Sasi characterized cyber activity as more than a series of isolated intrusions. Instead, he described many operations as "pre-positioned, long-term efforts that can be activated during periods of heightened tension." These campaigns, he said, are frequently blended into a broader strategic continuum and can include espionage, data manipulation, service disruption, or influence campaigns - actions that often remain below the threshold of traditional military escalation.
Advances in artificial intelligence are changing the operational profile of such campaigns. Sasi noted that AI has improved both the scale and the sophistication of cyber activity by providing tools for quicker reconnaissance and more effective evasion techniques. He framed these developments as enabling actors to move faster and operate with increased subtlety in the digital space.
Public acknowledgment of cyber operations tied to the conflict has been limited among Western military officials. U.S. Central Command Admiral Brad Cooper has only hinted at the use of such capabilities during press briefings. By contrast, some Iranian-aligned groups have openly claimed digital actions. A notable example occurred earlier this month when an Iranian-backed hacking group claimed responsibility for a cyberattack on U.S. medical devices manufacturer Stryker.
Quantitative data cited in recent reporting further illustrates the scale and diversity of activity. Security firm DigiCert reported that nearly 5,800 cyberattacks have been attributed to almost 50 different groups with ties to Iran, with most targeting companies in the United States and Israel. DigiCert also identified attacks on networks in Persian Gulf states including Bahrain, Kuwait, and Qatar.
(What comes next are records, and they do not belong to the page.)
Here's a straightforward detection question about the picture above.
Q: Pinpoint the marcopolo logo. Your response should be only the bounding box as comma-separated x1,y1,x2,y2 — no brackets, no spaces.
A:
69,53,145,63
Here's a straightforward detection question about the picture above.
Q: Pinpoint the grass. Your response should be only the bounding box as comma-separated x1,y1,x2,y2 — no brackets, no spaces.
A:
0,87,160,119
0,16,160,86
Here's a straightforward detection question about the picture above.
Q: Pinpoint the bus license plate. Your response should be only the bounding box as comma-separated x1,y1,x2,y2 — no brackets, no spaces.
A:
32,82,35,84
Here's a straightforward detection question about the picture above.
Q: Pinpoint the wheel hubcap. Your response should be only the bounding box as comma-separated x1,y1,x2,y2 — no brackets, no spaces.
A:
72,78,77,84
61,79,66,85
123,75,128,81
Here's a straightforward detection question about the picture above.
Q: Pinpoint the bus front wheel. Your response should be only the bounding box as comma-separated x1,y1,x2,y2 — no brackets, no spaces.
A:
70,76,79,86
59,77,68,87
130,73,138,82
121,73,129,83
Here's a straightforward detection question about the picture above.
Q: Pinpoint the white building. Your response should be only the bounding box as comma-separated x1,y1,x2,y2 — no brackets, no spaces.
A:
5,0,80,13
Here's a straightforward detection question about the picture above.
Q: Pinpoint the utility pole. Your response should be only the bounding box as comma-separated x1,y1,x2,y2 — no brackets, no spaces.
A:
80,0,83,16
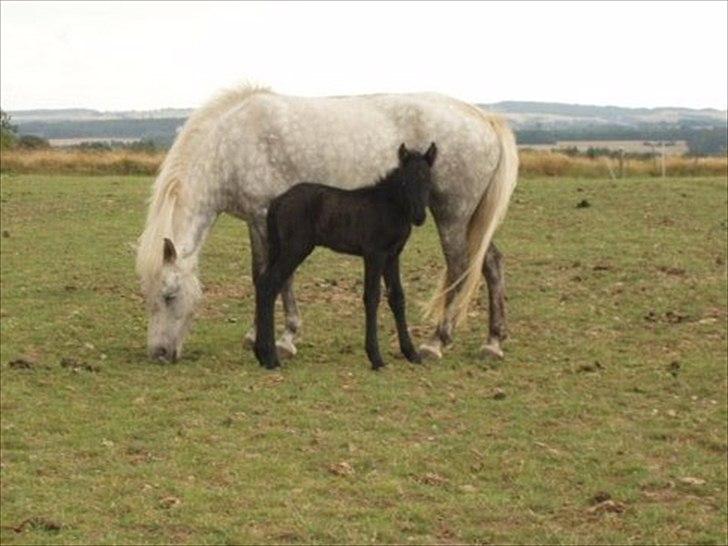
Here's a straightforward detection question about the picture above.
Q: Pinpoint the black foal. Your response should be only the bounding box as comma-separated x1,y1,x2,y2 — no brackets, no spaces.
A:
255,143,437,370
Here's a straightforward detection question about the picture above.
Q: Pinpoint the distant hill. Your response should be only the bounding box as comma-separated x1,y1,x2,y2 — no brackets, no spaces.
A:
481,101,728,129
9,101,728,154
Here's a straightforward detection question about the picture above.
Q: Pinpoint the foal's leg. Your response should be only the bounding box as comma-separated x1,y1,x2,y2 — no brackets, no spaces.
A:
482,243,507,358
384,254,422,363
364,255,384,370
253,264,280,369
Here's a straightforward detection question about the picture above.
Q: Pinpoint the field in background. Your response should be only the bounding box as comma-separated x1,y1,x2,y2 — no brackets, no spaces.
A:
0,174,728,544
0,149,728,178
522,140,688,156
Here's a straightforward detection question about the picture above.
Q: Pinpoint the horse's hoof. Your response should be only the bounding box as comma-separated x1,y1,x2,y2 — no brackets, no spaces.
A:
480,341,503,359
276,339,298,358
420,343,442,360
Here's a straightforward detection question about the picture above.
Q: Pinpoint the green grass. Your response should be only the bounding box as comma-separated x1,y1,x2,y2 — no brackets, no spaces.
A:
0,175,728,544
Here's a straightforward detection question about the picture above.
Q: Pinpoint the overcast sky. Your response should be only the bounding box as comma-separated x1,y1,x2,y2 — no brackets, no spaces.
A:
0,0,728,110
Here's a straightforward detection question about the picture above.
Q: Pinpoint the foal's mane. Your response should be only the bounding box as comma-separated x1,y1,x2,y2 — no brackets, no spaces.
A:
136,85,271,291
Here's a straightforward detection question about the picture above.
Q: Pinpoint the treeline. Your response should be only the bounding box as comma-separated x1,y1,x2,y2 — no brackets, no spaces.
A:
17,118,186,148
516,125,728,156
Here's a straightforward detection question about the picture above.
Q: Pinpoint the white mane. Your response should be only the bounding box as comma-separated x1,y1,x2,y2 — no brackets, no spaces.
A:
136,85,270,291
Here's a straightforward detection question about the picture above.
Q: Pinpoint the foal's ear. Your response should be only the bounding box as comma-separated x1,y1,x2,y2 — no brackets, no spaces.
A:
425,142,437,167
397,142,409,162
164,237,177,264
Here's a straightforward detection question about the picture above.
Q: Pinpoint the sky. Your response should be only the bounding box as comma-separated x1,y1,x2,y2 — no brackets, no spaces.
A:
0,0,728,110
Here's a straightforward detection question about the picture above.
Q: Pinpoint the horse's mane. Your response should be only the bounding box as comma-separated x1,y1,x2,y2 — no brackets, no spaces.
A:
136,85,270,290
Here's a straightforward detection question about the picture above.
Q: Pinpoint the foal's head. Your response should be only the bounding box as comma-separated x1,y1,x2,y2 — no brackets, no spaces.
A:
397,142,437,226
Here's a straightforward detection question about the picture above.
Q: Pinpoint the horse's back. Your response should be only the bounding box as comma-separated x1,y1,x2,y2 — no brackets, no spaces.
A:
199,89,510,215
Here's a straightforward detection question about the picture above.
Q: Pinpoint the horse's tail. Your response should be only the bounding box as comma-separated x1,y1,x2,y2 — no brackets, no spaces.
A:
425,113,518,324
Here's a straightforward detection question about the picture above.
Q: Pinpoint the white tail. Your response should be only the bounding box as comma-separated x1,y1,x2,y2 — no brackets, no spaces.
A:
425,115,518,326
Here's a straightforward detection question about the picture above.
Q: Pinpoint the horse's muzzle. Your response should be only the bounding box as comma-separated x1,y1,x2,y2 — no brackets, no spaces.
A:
150,347,177,362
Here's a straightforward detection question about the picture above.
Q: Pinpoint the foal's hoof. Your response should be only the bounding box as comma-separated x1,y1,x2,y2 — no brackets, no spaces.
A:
480,341,503,359
243,330,255,349
276,339,298,358
404,349,422,364
420,343,442,360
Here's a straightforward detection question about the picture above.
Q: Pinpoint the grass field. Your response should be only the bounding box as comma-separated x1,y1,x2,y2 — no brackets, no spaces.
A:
0,175,728,544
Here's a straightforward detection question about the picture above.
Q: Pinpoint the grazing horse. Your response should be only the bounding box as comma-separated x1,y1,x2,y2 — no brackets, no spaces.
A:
137,87,518,360
255,143,437,370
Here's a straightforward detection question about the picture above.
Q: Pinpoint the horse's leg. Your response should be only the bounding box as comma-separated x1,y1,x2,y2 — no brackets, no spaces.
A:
420,221,468,358
482,243,508,358
243,218,267,348
364,255,384,370
276,275,301,358
384,254,421,363
255,243,313,368
243,217,301,358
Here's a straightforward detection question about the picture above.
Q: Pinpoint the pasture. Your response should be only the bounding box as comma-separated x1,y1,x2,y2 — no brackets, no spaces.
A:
0,174,728,544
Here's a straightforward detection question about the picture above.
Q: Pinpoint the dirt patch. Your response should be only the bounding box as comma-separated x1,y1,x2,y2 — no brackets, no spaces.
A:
8,356,38,370
61,356,101,373
3,516,63,533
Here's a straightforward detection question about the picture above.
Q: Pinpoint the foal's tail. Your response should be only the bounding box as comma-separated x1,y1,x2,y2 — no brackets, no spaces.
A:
425,116,518,325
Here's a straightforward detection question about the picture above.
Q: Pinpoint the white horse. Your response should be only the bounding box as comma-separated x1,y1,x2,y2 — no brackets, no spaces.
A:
137,87,518,360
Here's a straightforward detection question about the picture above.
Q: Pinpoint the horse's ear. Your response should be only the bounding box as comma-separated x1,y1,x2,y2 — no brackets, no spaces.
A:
164,237,177,264
397,142,408,162
425,142,437,167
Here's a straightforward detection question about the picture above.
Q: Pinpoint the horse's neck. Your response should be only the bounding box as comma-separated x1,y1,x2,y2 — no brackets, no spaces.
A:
173,201,219,264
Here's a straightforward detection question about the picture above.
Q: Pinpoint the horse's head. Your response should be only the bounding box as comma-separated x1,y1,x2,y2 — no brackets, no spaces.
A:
144,239,202,361
398,142,437,226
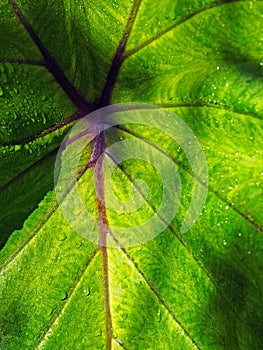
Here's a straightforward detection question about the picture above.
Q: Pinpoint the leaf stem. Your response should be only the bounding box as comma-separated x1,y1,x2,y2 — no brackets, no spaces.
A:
94,131,112,350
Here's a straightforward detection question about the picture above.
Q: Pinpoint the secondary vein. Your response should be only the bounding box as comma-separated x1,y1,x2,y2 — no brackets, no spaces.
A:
117,126,263,233
91,131,112,350
124,0,248,59
33,248,98,349
98,0,141,108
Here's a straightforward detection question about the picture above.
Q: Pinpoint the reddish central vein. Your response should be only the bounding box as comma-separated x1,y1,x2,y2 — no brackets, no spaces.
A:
91,132,112,350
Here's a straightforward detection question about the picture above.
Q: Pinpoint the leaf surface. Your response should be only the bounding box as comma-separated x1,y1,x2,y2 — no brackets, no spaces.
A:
0,0,263,350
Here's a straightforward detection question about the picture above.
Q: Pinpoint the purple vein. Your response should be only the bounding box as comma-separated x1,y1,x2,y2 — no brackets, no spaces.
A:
113,338,128,350
0,112,83,147
33,248,98,349
94,132,112,350
116,126,263,233
0,58,45,67
98,0,141,107
124,0,248,59
9,0,93,114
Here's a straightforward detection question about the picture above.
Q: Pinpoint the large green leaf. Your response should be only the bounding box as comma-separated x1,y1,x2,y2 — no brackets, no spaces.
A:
0,0,263,350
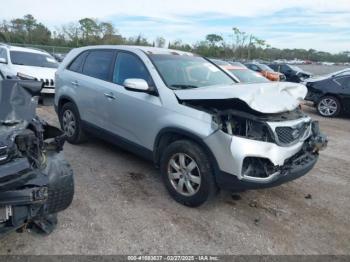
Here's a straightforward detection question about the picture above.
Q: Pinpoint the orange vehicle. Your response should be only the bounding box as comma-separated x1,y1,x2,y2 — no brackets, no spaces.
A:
246,63,286,81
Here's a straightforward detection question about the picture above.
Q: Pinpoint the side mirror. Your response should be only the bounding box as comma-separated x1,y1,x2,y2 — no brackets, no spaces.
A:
123,78,151,93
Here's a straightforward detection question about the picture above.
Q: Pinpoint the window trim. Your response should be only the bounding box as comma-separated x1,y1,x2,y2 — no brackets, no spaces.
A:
111,49,158,88
81,48,117,83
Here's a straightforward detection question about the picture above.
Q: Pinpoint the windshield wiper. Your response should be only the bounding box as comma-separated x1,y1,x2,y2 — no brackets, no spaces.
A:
170,84,198,89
CloudSEK's own tracking showed a surge in activity among Iran-aligned hacktivist groups following the initial U.S. and Israeli strikes on Tehran in late February. The tracker identified more than 60 such groups mobilizing in the hours after those strikes. Sasi drew a distinction between operations led by the Islamic Revolutionary Guard Corps and those by hacktivists: IRGC-driven campaigns tend to emphasize persistence and strategic timing, while hacktivist groups act in a reactive and opportunistic manner.
Attribution, Sasi cautioned, remains a substantial challenge. The difficulty of confidently tying a particular incident to a specific actor complicates efforts to hold perpetrators accountable, undermines deterrence, and increases the likelihood of prolonged, low-intensity cyber activity.
Importantly, Sasi rejected the notion that cyberattacks are merely auxiliary to physical combat. He argued they are an integrated component of military strategy, employed before, during, and after kinetic engagements. As cyber actions increasingly intersect with civilian infrastructure, Sasi said, this raises pressing questions about the resilience of critical systems and protections required to safeguard them.
Summing up, Sasi emphasized that modern conflict extends into digital domains where access, persistence, and timing can produce strategic effects that are often not immediately visible.